Die Fraktion der Partei Alternative für Deutschland (AfD) im Stadtrat von Leinefelde-Worbis gibt es nicht mehr. Bei der Gemeinderatswahl im Jahr 2019 schafften Karsten Mittner, Anja Voigt, Helmuth Hornemann und Hartmut Geller den Sprung in den Rat für die AfD. Die vier Mandatsträger gründeten eine Fraktion. „Am Dienstag ist eine Sitzung der Fraktion einberufen worden, um die Fraktion zu verlassen. Alle Mitglieder waren anwesend“, erklärt Anja Voigt. Verlassen haben demnach Anja Voigt, Helmuth Hornemann und Hartmut Geller die Fraktion, was einer Auflösung dieser gleich kommt, da die benötigte Anzahl an Mandatsträgern für eine Fraktion im Stadtrat nicht mehr gegeben ist.
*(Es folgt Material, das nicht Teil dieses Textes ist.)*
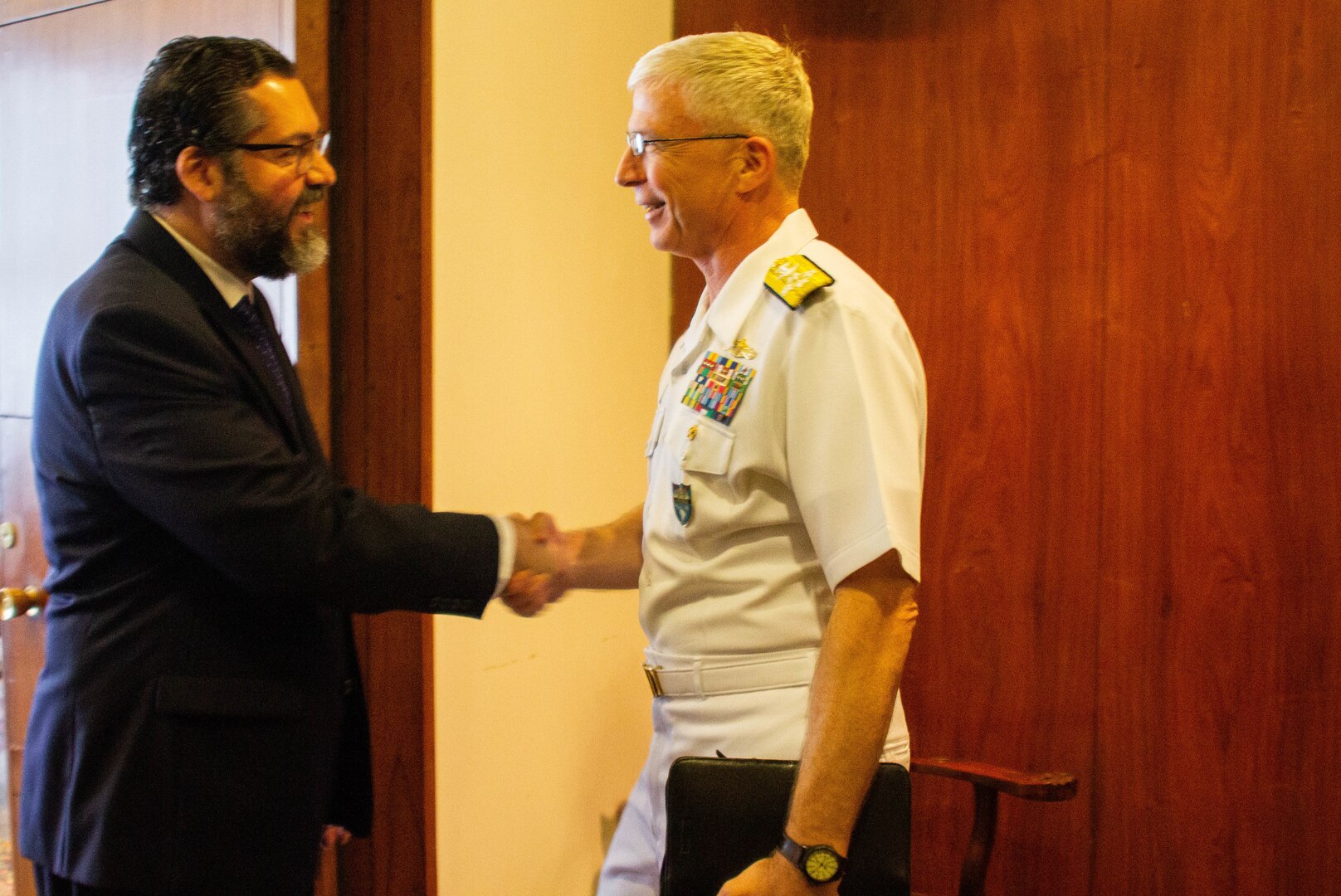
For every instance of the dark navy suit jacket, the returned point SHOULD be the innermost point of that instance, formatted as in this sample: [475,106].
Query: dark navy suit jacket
[200,715]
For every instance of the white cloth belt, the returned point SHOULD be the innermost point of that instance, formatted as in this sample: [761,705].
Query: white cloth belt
[684,676]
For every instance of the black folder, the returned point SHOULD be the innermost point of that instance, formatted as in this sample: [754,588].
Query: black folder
[724,815]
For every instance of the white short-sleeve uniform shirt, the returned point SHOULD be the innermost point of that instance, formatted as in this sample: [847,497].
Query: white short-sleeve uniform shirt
[813,472]
[785,487]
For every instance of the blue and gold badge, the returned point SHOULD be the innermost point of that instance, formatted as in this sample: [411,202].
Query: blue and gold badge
[794,278]
[718,388]
[680,494]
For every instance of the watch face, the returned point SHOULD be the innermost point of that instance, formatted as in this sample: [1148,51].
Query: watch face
[821,864]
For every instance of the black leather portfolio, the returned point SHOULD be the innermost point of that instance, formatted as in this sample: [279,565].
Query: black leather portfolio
[724,815]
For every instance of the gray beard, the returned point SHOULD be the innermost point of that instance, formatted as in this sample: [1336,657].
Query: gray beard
[259,241]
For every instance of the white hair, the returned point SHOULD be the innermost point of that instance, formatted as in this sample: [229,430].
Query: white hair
[739,80]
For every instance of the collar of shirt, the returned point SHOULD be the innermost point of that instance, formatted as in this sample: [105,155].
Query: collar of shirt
[232,289]
[742,290]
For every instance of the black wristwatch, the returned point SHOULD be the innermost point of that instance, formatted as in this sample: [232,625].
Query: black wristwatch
[821,864]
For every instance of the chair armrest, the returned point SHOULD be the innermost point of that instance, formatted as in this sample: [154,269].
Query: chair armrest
[988,781]
[1049,786]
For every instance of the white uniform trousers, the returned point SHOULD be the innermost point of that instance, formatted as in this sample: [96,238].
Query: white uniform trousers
[761,724]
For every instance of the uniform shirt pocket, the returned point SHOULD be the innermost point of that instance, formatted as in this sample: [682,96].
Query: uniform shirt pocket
[705,447]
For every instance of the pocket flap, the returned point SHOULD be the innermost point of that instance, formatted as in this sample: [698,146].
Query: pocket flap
[705,447]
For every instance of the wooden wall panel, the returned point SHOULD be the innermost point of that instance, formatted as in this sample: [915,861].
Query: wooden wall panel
[1114,228]
[380,304]
[1221,659]
[958,156]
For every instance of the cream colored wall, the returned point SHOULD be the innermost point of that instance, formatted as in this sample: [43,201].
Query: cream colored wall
[550,328]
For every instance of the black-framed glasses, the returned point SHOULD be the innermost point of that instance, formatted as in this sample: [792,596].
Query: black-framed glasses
[639,144]
[296,156]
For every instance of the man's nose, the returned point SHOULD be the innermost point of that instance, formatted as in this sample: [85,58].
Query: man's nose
[629,171]
[322,173]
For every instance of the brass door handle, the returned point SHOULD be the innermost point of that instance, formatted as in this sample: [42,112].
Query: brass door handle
[22,601]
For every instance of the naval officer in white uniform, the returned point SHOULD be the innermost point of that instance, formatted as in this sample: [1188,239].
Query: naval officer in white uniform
[777,549]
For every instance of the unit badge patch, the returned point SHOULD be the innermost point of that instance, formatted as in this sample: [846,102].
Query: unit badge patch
[796,276]
[683,498]
[718,388]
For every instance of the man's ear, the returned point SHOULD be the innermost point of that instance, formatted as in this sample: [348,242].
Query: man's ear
[758,163]
[200,174]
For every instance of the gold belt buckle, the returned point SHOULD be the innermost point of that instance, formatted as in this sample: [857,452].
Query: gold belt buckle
[653,679]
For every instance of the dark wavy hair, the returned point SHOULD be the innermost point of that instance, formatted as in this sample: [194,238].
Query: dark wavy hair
[195,94]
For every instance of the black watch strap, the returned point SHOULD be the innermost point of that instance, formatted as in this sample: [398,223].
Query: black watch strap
[821,864]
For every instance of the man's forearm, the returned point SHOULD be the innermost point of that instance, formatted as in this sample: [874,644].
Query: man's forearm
[851,699]
[611,556]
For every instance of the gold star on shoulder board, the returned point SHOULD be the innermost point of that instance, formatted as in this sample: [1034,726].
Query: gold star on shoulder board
[794,278]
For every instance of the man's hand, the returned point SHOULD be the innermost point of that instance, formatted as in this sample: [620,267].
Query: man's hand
[544,561]
[334,836]
[774,876]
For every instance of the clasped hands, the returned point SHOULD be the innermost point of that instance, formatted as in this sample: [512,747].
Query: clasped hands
[544,567]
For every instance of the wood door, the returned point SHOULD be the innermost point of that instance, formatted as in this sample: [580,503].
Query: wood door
[69,74]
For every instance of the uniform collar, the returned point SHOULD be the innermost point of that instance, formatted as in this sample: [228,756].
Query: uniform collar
[228,285]
[742,290]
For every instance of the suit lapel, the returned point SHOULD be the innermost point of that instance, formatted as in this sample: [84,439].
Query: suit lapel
[158,247]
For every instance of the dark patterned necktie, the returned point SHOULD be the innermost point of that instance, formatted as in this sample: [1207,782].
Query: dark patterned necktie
[259,336]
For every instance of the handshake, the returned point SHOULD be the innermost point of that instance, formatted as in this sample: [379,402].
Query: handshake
[544,565]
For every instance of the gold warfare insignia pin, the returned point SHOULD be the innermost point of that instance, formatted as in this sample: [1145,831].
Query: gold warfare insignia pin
[794,278]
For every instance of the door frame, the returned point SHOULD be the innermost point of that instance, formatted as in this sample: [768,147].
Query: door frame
[365,365]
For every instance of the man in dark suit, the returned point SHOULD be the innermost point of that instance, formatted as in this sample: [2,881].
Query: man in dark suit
[200,724]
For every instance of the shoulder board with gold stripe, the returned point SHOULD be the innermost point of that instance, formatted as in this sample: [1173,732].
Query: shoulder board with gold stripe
[794,278]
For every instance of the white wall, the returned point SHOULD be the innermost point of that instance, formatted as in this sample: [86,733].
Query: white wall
[550,325]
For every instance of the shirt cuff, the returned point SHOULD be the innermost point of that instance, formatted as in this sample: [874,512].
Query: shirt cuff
[507,552]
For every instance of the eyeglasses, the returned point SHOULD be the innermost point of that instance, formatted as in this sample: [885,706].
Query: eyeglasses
[296,156]
[639,144]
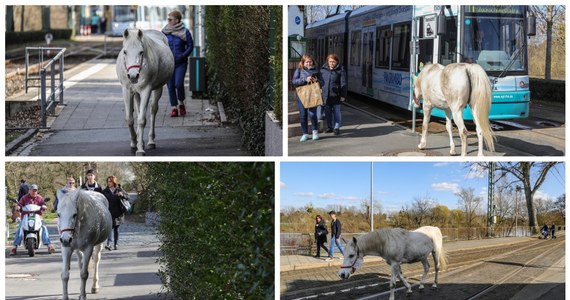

„Wir vier Mitglieder haben seit der Wahl 2019 immer harmonisch miteinander gearbeitet“, meint Anja Voigt. Sie, Geller und Hornemann haben aber nicht nur die Fraktion verlassen, sondern auch gleichzeitig die Mitgliedschaft in der AfD gekündigt. „Die Kündigung samt der Parteibücher haben wir ganz bewusst in die Bundeszentrale nach Berlin geschickt“, erklärt Anja Voigt. Gründe dafür gebe es genug. „Mit der Führung insbesondere des Kreisverbandes und des Landesverbandes waren wir seit geraumer Zeit nicht mehr einverstanden. Unter diesen Führungen können und wollen wir nicht mehr arbeiten“, erklärt Voigt. Das sei schon klar gewesen als alle in die letzte Sitzung der AfD-Fraktion gingen. Zudem habe sie eine gemeinsame Austrittserklärung mitgebracht.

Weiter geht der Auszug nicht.